What You Should Know About RSV in Kids – ChildrensMD

What You Should Know About RSV in Kids – ChildrensMD

It is that time of the year when trees are starting to change colors and it is beautiful outside. Fall is here, but so are the nasal allergies and respiratory infections in kids! And this year, there has been an unusually higher and earlier spike in respiratory infections caused by the Respiratory Syncytial Virus (RSV). We’ve gathered what you should know about RSV in kids so you can be prepared for this surge.

As a pediatrician working in the emergency room, this year I am seeing unprecedented numbers of viral illnesses including RSV, flu, and rhinovirus infections. The surge in patient volumes in emergency rooms across the country is like none before. Parents, especially parents of infants are concerned about the possibility of their little ones getting the flu or RSV. Parents are more worried about RSV because there are many awareness campaigns about the flu with vaccine recommendations and the option of treating Influenza infection with medications such as Tamiflu. But with RSV, there are no vaccines to prevent the infection and no specific medications to treat it. This year’s spike in cases is possibly related to the fact that everyone stayed home in 2020 and 2021 to prevent the spread of the coronavirus, and it changed the typical RSV season during those years.
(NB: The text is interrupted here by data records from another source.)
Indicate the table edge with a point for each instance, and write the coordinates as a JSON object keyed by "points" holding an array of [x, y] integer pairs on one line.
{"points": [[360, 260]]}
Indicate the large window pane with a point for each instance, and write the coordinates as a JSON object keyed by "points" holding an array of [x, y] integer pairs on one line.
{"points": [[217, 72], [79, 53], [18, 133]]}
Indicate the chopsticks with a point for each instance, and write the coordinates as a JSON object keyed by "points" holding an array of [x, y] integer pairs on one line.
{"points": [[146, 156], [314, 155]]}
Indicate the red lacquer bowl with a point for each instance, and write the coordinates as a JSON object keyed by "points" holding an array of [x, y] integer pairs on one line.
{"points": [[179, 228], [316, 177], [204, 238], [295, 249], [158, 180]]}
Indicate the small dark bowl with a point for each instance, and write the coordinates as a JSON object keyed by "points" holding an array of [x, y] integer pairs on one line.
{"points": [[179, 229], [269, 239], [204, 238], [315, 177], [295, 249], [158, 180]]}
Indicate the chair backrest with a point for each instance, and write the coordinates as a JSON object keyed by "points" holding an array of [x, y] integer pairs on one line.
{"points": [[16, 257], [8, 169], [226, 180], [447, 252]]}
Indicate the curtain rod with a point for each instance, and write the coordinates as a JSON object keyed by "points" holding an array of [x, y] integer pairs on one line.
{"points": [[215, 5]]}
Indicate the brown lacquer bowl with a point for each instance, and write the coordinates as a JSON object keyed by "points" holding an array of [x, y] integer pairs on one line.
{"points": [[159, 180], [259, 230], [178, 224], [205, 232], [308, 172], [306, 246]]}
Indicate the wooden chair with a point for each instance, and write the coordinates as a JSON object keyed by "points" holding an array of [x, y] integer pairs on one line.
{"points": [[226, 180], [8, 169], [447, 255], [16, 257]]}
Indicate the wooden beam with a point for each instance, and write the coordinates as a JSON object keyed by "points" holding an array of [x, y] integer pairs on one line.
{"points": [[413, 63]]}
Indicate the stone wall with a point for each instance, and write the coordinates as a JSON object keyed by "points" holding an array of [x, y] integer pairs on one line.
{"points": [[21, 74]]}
As a result, case counts were low and likely caused a lower herd immunity to RSV. But this year, with things returning to normal, the cases of RSV are spiking to unprecedented levels.

What is RSV?

RSV or Respiratory Syncytial Virus is one of the many viruses that infect the respiratory tract. It starts out with a runny nose, cough, and low-grade fevers like a common cold. According to the Centers for Disease Control, more than 57,000 children younger than 5 years old are hospitalized each year due to RSV, and approximately, 177,000 adults older than 65 are hospitalized each year with the condition.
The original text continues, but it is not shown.